I'm looking to see if anyone has found any cheap USB accessible GPIO that might work with this device. I came across a few options most of them very expensive for what you get.http://www.fivemanconspiracy.com/node/45
Thought i'd update the thread; I picked up one of these modules, and so far it works well.
I /also/ got the GPIO working on the board itself, but my application would benefit from not having to cobble together an SDIO->wire interface.. something more permanent is better.
On the usb stick, there are 12 usable GPIO pins, broken into a set of 8 and a set of 4. It does not appear that you can use all 12 at once though. The first 8 are in lieu of the normal serial function, and the second 4 you can use even if you're using the rest of the chip for serial IO. To get at the second 4 you have to change the eeprom, which doesn't seem to be documented under linux. They provide a windows flasher, but i don't have a windows box to test it on.
The programming is (as the marketing indicates) easy, using libftdi. There are bit-bang examples in the libftdi distribution.
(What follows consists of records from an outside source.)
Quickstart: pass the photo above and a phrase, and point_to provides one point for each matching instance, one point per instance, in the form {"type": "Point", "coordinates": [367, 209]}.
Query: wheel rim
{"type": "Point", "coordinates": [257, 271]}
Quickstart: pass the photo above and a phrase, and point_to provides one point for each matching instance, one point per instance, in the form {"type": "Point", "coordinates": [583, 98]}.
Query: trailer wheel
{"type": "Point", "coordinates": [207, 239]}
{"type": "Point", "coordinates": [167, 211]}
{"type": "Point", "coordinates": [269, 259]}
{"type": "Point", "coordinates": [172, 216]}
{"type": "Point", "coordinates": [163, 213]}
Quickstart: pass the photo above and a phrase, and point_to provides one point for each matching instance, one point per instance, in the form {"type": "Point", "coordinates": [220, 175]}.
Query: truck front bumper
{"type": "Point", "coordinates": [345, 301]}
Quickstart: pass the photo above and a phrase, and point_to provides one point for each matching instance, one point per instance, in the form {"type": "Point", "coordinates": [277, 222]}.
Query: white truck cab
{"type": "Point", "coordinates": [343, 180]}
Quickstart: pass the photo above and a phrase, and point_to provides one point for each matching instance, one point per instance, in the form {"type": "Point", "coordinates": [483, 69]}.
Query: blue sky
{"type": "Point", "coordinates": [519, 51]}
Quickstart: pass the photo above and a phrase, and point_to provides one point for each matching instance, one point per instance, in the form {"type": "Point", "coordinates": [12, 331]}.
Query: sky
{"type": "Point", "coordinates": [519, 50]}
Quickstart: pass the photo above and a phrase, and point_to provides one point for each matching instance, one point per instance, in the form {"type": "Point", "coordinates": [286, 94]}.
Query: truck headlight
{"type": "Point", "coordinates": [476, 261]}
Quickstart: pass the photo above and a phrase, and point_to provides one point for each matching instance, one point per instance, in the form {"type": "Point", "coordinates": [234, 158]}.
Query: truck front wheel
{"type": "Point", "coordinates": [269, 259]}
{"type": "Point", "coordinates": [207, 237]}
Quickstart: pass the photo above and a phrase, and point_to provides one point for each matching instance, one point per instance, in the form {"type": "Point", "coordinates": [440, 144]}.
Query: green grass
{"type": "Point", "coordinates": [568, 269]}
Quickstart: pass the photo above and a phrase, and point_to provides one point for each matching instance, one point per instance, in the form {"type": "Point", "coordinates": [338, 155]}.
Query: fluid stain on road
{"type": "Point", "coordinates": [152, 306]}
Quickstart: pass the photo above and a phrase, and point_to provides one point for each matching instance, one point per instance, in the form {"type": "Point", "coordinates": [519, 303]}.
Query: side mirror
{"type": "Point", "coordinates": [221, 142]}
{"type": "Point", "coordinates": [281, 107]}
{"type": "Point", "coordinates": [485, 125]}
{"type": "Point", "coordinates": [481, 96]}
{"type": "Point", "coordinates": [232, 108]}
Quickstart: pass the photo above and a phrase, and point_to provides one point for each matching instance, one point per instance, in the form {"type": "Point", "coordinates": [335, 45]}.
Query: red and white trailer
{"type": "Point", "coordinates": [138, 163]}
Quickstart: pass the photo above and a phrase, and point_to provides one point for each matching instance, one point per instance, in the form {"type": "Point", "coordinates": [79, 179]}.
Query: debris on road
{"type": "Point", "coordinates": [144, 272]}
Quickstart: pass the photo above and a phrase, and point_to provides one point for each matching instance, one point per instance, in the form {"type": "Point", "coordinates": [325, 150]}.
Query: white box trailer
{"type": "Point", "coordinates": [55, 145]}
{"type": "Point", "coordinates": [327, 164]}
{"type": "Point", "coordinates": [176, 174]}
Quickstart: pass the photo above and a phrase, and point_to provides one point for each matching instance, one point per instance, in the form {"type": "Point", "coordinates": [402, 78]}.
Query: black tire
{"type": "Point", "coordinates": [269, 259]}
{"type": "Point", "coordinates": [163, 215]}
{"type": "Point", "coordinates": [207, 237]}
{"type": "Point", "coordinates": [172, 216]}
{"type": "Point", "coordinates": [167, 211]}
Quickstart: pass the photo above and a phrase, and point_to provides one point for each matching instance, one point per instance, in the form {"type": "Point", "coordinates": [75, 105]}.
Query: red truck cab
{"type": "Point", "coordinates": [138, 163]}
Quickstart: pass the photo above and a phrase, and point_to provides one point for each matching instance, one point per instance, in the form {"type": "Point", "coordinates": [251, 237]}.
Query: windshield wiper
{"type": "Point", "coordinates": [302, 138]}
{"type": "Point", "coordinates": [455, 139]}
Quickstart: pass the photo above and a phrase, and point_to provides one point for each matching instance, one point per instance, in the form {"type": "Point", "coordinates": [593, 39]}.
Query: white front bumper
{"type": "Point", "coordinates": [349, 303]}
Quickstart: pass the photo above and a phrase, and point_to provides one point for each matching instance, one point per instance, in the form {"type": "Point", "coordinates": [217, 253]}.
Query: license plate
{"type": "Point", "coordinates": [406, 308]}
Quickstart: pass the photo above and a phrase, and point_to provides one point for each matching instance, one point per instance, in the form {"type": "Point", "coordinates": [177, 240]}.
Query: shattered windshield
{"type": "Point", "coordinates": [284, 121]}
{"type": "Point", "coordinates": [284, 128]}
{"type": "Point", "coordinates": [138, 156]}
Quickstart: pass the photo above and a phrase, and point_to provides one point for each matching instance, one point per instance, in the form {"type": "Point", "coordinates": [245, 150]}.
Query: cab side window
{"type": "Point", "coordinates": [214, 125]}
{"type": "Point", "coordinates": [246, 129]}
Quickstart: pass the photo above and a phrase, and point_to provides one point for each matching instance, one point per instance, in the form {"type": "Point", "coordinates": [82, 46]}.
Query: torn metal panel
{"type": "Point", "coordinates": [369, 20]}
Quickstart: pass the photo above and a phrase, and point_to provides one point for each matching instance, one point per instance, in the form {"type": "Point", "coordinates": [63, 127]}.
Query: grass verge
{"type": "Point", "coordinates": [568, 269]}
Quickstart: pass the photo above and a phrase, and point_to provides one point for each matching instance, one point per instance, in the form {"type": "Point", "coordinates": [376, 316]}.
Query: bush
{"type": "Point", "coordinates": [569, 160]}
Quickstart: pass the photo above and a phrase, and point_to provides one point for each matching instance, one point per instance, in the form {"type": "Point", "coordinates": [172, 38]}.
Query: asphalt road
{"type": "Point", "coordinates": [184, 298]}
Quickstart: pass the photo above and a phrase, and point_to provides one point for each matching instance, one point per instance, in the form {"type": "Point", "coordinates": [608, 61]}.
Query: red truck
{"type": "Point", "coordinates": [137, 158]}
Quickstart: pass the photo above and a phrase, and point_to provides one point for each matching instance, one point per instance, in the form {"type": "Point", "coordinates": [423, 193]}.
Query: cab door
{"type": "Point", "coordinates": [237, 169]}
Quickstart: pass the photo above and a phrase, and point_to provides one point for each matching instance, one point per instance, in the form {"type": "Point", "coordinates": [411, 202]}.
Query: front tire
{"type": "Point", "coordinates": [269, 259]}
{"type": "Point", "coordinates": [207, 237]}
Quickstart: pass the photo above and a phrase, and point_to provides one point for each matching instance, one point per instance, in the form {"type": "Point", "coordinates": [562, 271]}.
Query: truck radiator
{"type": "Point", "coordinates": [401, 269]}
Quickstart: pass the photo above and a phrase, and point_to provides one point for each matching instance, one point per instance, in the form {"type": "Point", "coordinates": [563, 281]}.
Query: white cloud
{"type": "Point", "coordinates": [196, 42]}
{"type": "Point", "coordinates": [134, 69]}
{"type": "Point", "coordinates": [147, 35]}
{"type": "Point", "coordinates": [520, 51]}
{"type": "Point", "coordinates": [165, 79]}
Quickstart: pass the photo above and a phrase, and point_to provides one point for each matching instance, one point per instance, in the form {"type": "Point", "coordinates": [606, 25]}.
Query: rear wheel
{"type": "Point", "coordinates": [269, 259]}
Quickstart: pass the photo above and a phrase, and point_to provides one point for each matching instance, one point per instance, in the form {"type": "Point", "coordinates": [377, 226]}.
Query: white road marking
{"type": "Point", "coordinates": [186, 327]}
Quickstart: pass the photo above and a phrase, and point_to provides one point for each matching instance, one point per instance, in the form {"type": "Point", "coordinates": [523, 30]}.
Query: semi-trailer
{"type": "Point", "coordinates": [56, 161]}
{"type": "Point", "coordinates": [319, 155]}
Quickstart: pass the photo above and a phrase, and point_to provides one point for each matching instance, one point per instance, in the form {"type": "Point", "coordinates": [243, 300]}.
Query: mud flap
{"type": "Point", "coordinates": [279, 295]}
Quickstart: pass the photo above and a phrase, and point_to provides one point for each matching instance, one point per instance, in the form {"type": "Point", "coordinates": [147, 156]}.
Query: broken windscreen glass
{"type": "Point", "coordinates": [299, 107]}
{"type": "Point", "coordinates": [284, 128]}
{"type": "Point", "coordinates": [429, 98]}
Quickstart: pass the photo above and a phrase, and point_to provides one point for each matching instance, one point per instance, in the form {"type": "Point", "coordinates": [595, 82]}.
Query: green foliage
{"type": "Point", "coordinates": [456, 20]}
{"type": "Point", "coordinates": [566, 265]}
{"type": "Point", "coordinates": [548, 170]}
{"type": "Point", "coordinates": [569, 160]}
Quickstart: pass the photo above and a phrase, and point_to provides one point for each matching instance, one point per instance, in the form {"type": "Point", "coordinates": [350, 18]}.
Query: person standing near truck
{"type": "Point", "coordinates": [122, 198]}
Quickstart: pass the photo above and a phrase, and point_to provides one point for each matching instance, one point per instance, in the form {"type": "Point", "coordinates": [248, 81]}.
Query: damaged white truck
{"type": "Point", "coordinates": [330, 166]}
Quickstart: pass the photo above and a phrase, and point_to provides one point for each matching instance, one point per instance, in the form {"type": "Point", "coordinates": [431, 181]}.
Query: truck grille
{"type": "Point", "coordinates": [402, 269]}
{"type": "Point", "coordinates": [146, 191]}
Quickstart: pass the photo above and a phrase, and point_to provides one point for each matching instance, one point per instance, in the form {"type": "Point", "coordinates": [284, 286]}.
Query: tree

I still need to see what sort of response time i can get out of it, to see if it will work as a dallas 1-wire master. The commands are just sent over USB, so it will depend on the speed of the bus, and the baudrate that the FTDI chip is running at (when you write GPIO bits, the new state takes effect when the baud clock ticks to the next signal)
The datasheet also mentions that when in bitbang mode, the baudrate is multiplied by 4.
There is both a standard USB port and a "mini" USB port on the plug. Not sure if they have the same functionality. I just got my plug yesterday and haven't played with it yet.
The mini-usb is for console/jtag access, not for devices.